Dear God, it turns me on now. I guess it turns me on mostly because of all of the emotion involved at the moment. The closeness with Neil is amazing and as I run my hands over his back, I feel an overwhelming kind of happiness that just drives me into a state unlike I’ve ever felt before. “I love you, Daddy,” I whisper.

Dear God, did I just say that?

I did.

I just told him I love him for the first time.

Terror fills me for a moment. Who the hell says that for the first time spontaneously instead of thinking abut it and doing it by design and with a lot of thought? What the hell is wrong with me? The words seem to hang in the air and I instantaneously have a thousand scenarios run through my head ranging from him finishing with the sex and then telling me he doesn’t feel the same way to him pulling out and calling me a needy bitch or something.

I think all of that happens in the course of a second or two.

“I love you, too, little girl,” he replies as he stops moving. He looks down at my face and adds, “more than you’ll ever know.”

I let out a sigh, and he kisses me. I don’t know which of us starts moving first but we start up again and all of the significance of the closeness is a hell of a lot more significant now. As though there really is some kind of mystical spirit of Christmas, it’s at that point the automatic timer clicks. The regular lights dim. The Christmas tree lights come on, sparkling over us in red, green, orange and yellow. When that’s added to flickering flames of the fireplace, it makes everything feel magical.

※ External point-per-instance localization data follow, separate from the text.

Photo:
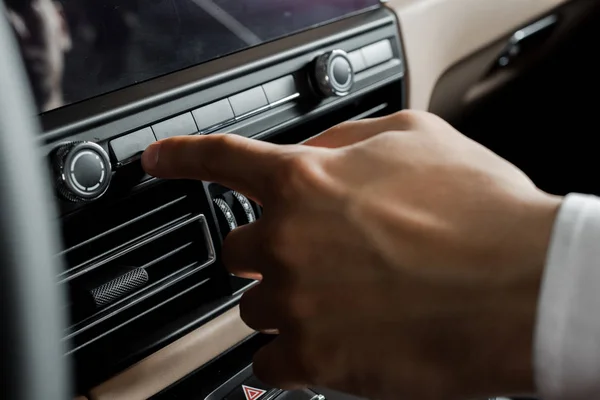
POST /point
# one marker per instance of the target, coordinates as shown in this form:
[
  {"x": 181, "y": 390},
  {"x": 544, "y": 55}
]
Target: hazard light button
[{"x": 251, "y": 389}]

Of course, it might just feel magical because of what we just said to each other.

One of the Christmas ornaments has a recording of a Christmas song that plays when it lights up, and as we make love, I hear a mellow, rich voice dreaming about a white Christmas. I hold Neil closer to me and this time I mean to say it when I breathe out, “I love you so much, Neil. I love you so much, Daddy.”

He kisses my neck and grazes my earlobe with his teach. “You’re everything to me, Tabitha. I love you and I always will. You’re my little girl forever.”

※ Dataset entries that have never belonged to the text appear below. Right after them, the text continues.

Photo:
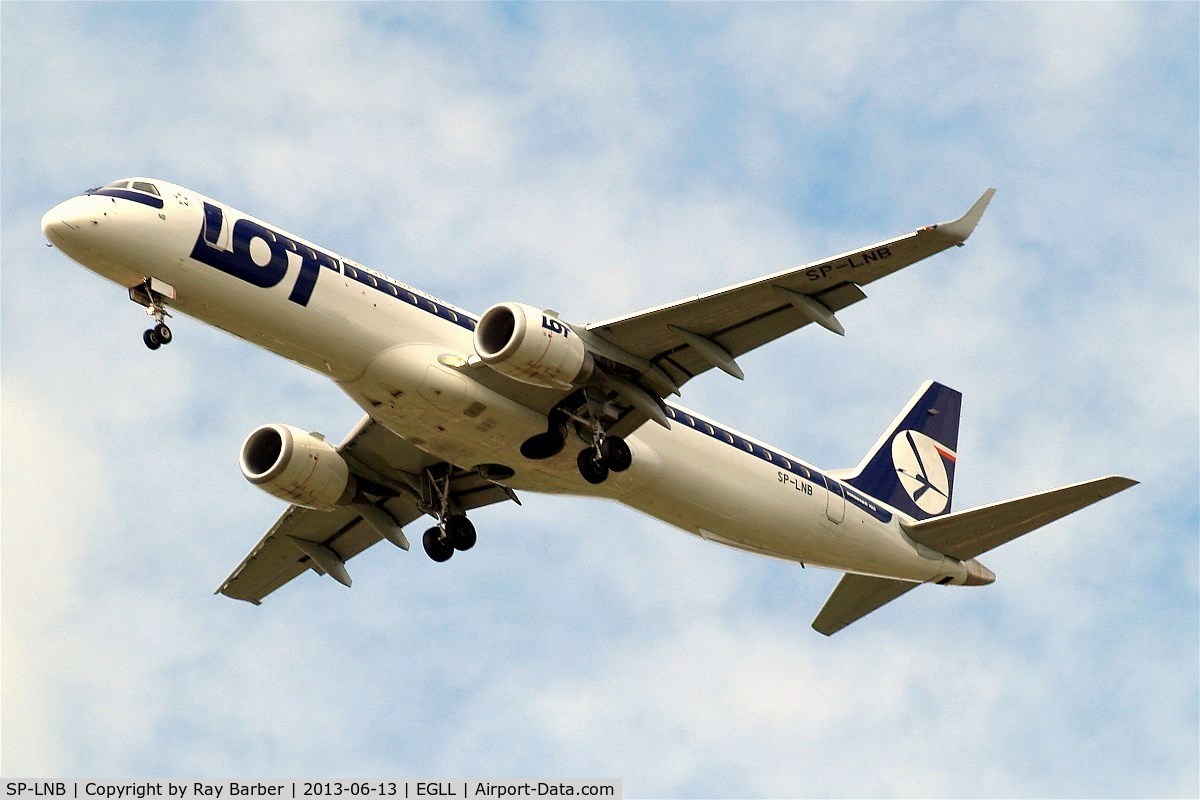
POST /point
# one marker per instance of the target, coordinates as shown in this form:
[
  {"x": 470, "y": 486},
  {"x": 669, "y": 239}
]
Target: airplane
[{"x": 465, "y": 411}]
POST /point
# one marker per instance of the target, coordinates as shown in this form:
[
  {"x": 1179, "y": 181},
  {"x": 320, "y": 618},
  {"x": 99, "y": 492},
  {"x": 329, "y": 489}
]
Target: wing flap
[
  {"x": 855, "y": 597},
  {"x": 967, "y": 534}
]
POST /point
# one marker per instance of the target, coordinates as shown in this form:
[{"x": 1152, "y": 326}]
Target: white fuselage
[{"x": 399, "y": 354}]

I don’t know if it’s the words he says or the lights and the fire or if the whole time it was building up but my orgasm hits right then. “Oh, Daddy!” I cry. “Oh, Daddy!”

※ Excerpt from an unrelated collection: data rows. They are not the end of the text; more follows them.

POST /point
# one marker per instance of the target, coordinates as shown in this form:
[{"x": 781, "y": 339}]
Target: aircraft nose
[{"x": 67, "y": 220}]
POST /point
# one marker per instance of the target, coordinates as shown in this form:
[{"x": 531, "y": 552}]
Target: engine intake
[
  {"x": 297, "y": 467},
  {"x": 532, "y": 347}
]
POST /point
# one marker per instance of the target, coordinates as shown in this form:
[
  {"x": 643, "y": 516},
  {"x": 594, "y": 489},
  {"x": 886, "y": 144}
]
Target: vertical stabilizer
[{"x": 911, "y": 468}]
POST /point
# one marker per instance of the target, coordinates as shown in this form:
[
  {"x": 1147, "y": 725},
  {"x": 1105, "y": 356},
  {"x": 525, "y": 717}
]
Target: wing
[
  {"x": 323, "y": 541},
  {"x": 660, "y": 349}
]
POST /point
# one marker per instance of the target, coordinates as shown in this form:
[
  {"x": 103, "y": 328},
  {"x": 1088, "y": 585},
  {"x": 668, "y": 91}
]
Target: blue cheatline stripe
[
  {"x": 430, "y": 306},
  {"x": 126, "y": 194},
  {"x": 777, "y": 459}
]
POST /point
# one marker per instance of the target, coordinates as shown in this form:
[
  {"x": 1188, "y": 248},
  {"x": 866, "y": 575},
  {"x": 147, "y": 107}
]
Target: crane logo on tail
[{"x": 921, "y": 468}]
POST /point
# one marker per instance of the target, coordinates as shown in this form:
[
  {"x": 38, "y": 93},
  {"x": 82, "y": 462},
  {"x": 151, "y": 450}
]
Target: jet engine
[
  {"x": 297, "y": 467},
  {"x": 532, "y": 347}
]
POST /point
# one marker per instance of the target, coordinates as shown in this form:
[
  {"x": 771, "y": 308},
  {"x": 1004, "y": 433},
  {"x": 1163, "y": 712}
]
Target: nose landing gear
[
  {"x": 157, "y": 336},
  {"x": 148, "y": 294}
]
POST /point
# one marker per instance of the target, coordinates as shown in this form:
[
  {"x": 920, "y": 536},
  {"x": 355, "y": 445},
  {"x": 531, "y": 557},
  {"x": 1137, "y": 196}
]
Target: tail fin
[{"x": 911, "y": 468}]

The pleasure is profound but what I feel physically is nothing compared to what I feel emotionally. My Daddy is with me, and he loves me, too. My Daddy is with me and he helps me get over my mistakes and the way they wounded me. Now, I get to help my wounded Daddy, too.

“Oh Daddy,” I whisper as the orgasm grows as warm as the fire and as beautiful as the Christmas lights. “Oh, Daddy, I love you.”

“Forever,” he says. “I love you forever, little girl.”